Unfortunately, it isn’t yet possible to augment text elements. There always needs to be an image (of a certain size) so that the smartphone can launch the AR effect.

How has AR changed the daily work of your journalists?

We had to radically change our way of thinking. At our daily editorial meeting, it’s become even more important to plan beyond the written articles. We have our own AR experts, video journalists and graphic designers in the newsroomto ensure that our AR effects are of a high quality and do not appear amateurish.

What are your response figures like?

Some 30,000 people have downloaded our app. We recorded the highest number of views early on when we ran a contest involving 15 different effects to popularize our new service. Some 4,000 users viewed all 15 effects, totaling 60,000 views – that record holds to this day. Good topics attract very high numbers of views, but for that you really need to offer people something.

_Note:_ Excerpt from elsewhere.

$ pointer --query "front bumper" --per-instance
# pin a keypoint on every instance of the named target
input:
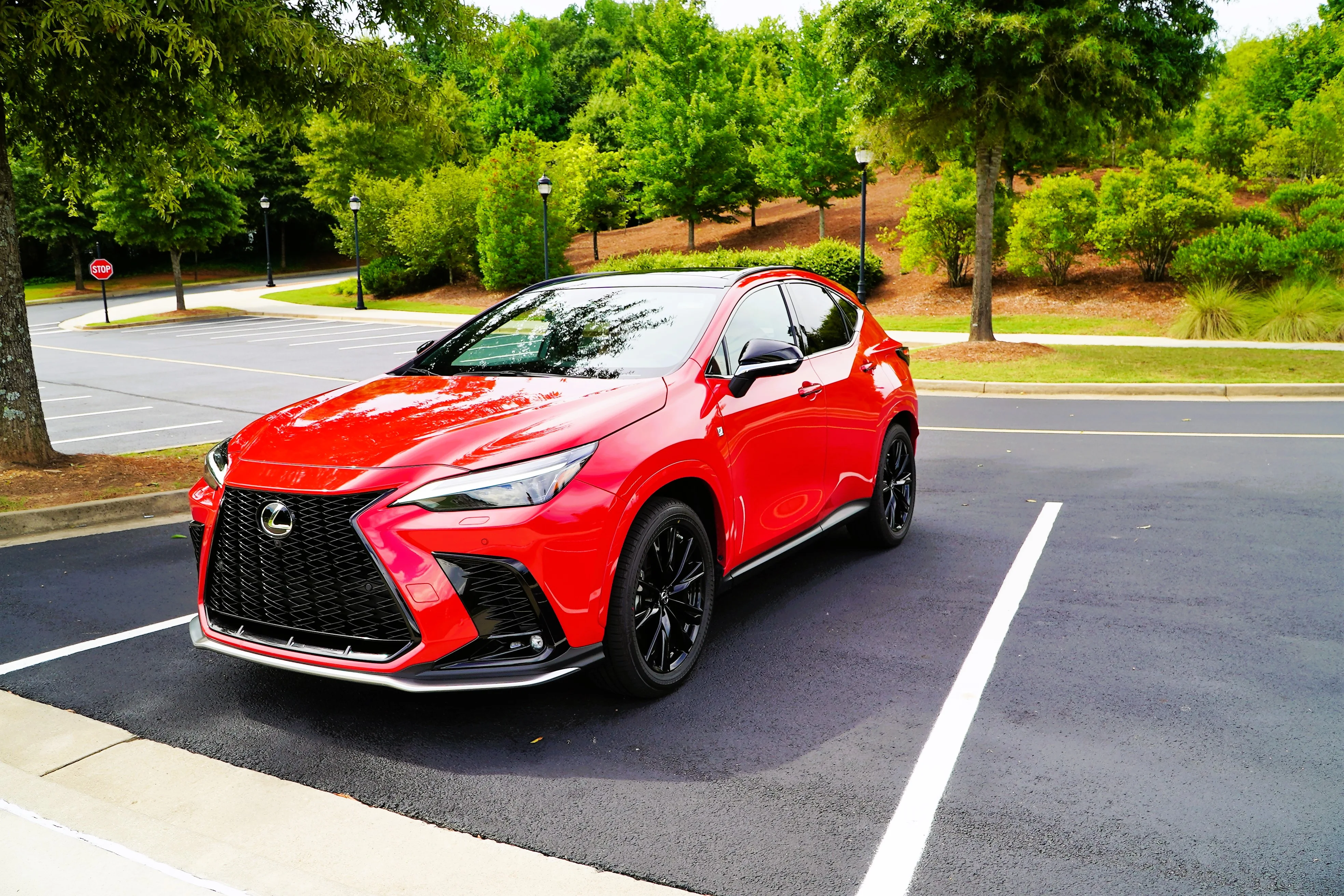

Do you draw conclusions based on how your readers use the AR effects?

Yes, for us AR is like a feedback channel for the printed newspaper. Clicks on the animations provide us with information about the behavior of our readers.Senior citizens, for instance, often only read the newspaper in the late morningor that background reports are often read on Sundays or on public holidays.

The publication of augmented reality elements is one thing, but actually convincing readers to view interactive content is another matter. How do you persuade your readers to get out their smartphones?

We have a brief download guide on page 2 of every edition. In order to actively promote our value added, we have a content-specific teaser for each effect to encourage readers to get their smartphone out.

Speaking of readers, is your print/multimedia combination also part of a deliberate strategy to appeal to a younger readership that has a greater affinity with the online world?

Yes. As a media company, we also need to reach out to other target groups. Augmented reality is an ideal way of attracting younger readers via our daily newspaper. Previously, we tried that by means of digital channels only, but now we’re also doing it through printed contentt.

Do you believe that printed daily newspapers will have to make increasing use of online content in the future in order to combat the decline in circulations?

The printed newspaper is and remains the flagship of our media company – that is true primarily in financial terms, since we only generate a fraction of our total turnover by means of digital channels. However, our daily newspaper undoubtedly needs to take the trend toward new viewing habits into account. Without wishing to break with traditions or reading habits, we want to make our newspaper more contemporary in order to cater to younger people. Augmented reality is an innovative means of targeting other target groups, in particular younger people, by means of multimedia content, while also enhancing our main product.

About the Weser-Kurier

The Weser-Kurier, which is published seven times a week, has an audited circulation of 149,255 copies and eight regional editions. It is distributed in the city of Bremen and the surrounding area of Lower Saxony within a radius of approx. 50 kilometers. Bremer Tageszeitungen AG also publishes five different editions of Stadtkurier twice a week. The newspaper publisher has relied on Muller Martini systems in its mailroom for many years.